In what represents the first men’s FIFA World Cup to take place during the ‘golden quarter’, it would be sensible to assume that a raft of brands would be eager to activate and push creative boundaries to capitalise on the huge audience interest in football’s showpiece global tournament. After all, sport, and football in particular, has the unique power to unite and inspire a nation and when the World Cup comes around every four years there is really nothing else quite like it. To give an indication of the scale of opportunity, in the UK last year, there was a peak audience of 30.95 million during England’s European Championship Final penalty shoot-out loss to Italy – the biggest TV audience in the UK since the funeral of Princess Diana in 1997 when 32 million viewers were recorded. Why then, in spite of this opportunity and despite WARC data suggesting ad spend in the final quarter of 2022 is set to increase by 4.5% from last year’s record high of £9.5bn, is only a ‘muted lift’ expected as a result of the football? The answer lies in the unavoidable controversy that has surrounded the tournament since Qatar was announced as host nation back in 2010.

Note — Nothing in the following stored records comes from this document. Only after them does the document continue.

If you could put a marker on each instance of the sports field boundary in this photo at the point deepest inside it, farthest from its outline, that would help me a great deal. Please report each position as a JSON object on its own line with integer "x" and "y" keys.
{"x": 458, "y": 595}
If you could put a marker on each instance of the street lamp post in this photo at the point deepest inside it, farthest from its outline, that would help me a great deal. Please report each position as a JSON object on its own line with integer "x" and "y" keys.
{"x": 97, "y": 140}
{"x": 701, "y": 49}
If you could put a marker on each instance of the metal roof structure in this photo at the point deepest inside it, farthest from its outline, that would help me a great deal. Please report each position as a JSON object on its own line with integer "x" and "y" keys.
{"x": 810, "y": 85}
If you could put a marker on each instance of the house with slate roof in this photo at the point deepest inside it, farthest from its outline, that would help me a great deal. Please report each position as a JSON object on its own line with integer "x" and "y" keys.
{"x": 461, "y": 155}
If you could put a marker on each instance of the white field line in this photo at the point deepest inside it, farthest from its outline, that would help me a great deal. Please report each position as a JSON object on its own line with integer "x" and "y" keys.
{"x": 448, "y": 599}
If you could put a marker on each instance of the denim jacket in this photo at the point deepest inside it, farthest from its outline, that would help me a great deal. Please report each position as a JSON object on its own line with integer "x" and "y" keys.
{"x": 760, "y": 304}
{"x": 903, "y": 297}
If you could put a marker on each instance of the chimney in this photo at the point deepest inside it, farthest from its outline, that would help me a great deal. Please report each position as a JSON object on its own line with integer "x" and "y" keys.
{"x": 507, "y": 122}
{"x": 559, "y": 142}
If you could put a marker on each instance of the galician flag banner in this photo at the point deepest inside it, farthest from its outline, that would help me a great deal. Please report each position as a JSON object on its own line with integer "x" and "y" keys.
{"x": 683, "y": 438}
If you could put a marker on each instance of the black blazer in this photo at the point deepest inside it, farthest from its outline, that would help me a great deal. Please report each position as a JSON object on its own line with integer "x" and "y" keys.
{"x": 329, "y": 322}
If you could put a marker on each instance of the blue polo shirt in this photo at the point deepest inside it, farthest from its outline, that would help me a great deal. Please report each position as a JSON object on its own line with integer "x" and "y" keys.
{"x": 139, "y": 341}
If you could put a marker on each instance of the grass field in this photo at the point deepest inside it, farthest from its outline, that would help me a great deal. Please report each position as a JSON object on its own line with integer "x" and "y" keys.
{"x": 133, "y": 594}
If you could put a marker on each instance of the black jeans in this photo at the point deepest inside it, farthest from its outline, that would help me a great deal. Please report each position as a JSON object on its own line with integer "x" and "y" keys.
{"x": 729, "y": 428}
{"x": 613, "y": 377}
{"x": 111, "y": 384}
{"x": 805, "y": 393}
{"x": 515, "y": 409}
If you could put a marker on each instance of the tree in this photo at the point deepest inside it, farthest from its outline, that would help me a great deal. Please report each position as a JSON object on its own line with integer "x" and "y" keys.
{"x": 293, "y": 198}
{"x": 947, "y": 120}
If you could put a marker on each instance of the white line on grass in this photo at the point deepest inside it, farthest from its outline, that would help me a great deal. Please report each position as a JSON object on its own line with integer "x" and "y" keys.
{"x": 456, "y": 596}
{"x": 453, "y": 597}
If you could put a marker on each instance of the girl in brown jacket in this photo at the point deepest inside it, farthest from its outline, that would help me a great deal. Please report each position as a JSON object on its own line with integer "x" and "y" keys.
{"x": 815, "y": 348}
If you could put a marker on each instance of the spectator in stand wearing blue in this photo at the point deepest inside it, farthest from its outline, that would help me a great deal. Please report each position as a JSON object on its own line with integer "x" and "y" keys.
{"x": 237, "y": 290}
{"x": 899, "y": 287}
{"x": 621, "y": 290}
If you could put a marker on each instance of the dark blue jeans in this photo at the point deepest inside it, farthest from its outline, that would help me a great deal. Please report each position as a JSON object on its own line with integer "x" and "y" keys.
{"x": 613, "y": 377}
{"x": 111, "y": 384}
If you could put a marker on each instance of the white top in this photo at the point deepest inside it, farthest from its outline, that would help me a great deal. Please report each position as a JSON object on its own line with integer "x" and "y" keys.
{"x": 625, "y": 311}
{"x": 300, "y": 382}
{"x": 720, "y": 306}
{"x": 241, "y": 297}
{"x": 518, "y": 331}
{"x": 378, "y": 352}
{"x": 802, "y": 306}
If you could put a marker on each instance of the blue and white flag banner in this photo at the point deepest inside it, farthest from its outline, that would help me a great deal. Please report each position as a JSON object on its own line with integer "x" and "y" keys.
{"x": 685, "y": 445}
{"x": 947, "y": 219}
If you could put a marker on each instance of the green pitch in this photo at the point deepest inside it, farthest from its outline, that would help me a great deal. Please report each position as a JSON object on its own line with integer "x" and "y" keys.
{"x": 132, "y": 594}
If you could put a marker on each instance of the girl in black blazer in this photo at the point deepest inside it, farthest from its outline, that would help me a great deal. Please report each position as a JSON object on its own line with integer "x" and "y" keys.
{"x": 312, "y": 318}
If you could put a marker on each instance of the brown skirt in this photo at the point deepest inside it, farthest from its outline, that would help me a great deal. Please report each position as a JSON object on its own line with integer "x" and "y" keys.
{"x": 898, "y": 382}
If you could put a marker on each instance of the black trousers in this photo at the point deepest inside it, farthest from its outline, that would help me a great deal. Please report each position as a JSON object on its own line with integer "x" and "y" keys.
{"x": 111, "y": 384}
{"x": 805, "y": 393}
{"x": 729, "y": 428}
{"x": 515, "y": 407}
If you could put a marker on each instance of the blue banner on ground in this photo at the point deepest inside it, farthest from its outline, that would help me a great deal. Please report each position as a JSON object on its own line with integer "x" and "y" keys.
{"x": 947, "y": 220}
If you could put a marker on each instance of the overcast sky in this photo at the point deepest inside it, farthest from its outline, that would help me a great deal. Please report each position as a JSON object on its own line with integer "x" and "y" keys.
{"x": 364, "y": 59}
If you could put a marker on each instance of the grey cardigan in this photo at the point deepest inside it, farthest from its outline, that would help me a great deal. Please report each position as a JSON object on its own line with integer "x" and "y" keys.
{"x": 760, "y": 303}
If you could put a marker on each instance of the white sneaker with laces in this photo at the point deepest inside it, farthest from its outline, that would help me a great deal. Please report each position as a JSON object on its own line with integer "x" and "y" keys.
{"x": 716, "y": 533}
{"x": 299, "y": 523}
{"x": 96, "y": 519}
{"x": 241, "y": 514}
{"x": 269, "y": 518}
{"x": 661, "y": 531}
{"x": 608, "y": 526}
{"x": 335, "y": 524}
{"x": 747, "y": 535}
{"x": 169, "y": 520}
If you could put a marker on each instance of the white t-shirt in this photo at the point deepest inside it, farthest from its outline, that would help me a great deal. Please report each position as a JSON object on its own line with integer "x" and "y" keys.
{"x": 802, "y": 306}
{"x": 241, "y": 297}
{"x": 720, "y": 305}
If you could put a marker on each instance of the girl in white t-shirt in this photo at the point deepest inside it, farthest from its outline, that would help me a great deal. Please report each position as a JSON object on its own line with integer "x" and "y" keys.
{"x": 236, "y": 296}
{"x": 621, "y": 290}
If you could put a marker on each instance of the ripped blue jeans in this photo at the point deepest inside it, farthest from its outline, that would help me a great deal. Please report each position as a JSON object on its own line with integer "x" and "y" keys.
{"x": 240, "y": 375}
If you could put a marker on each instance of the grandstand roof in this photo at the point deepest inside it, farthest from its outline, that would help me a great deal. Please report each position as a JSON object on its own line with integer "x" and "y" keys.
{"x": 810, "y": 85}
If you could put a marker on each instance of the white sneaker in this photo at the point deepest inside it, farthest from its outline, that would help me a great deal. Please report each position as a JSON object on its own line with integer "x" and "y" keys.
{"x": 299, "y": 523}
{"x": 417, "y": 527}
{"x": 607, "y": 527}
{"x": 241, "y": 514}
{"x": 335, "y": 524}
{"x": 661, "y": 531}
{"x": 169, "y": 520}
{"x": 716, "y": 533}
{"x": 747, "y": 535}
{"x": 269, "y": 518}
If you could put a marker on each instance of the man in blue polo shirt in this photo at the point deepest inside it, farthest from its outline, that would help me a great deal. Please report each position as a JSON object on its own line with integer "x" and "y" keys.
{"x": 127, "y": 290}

The build-up to the tournament has been overshadowed by conversation and prominent media coverage of pertinent and important issues surrounding the country’s treatment of migrant workers, its stance on gay rights and the corruption allegations facing FIFA over its award of the event to Qatar, and this has placed brands – particularly official tournament sponsors – in a very precarious position. Hummel – kit manufacturer and sponsor of the Denmark national team – is perhaps the most notable example of a brand taking a stand in protest against Qatar by toning down its branding on the team kit along with producing an all-black ‘colour of mourning’ kit, with the company saying “we don’t wish to be visible during a tournament that has cost thousands of people their lives.” A protest of sorts though it is, Hummel’s move is bold yet hardly revolutionary and raises broader questions around the lengths brands really could go to if they are serious about taking a stand.

The fact that brands are being put in this position in the first place is not a good look for FIFA nor football as a whole, considering that typically you would expect the run up to the World Cup to be dominated by celebratory visuals of the host nation(s) and major cities within them. This time around, however, it is not the case and instead official FIFA sponsors such as adidas have opted to focus instead on the theme of ‘unity’ having unveiled its ‘Family Reunion’ spot to show that ‘when football is everything, impossible is nothing’ in which the only real reference to Qatar is the desert setting. Non-sponsor and adidas competitor Nike has also launched a player-centric campaign with no real acknowledgment of the World Cup itself, but rather connecting iconic players from the past and present and teasing its target audience to look ahead to the future where it is pushing its metaverse efforts.

As ever, the World Cup is about the fans, nations and of course the players and while adidas and Nike have incredible rosters of talent to work with, for those brands not heavily invested in the world of football there has been a greater emphasis placed on light entertainment and meshing football references with the culture surrounding Christmas. For example, Müller Rice launched ‘Full On’, its first campaign in five years in partnership with LAD Bible (social content) and England and West Ham star Declan Rice, neatly playing on the hit 90s Vanilla Ice track with ‘Rice Rice Baby’, which has been leveraged by Rice himself across on his TikTok channel, after famously singing the track on Twitter Spaces back in 2021. Others, such as Aldi have cleverly reintroduced Kevin the Carrot and friends such as ‘Marrowdonna’ and ‘Macaroony’ to playfully recreate the classic Nike ‘Airport’ ad from 1998 in their football/Christmas-themed add – lovely stuff indeed, while Lucozade Sport has promoted its England team-inspired ‘unofficial’ Christmas jumper.

One thing is for certain, in what could and perhaps should have been a truly golden time for brands to activate with a winter World Cup and Christmas taking place in the same quarter, many have opted instead to avoid referencing the football all together, while others such as Hummel have sought to take a stand. Whatever the stance, ultimately there remain significant opportunities for brands to promote important messages such as unity, like adidas has, and to offer light entertainment at a time when it is much needed – this is why I admire the approach that the likes of Müller and Aldi have taken. Let’s hope for a great tournament – the world is watching.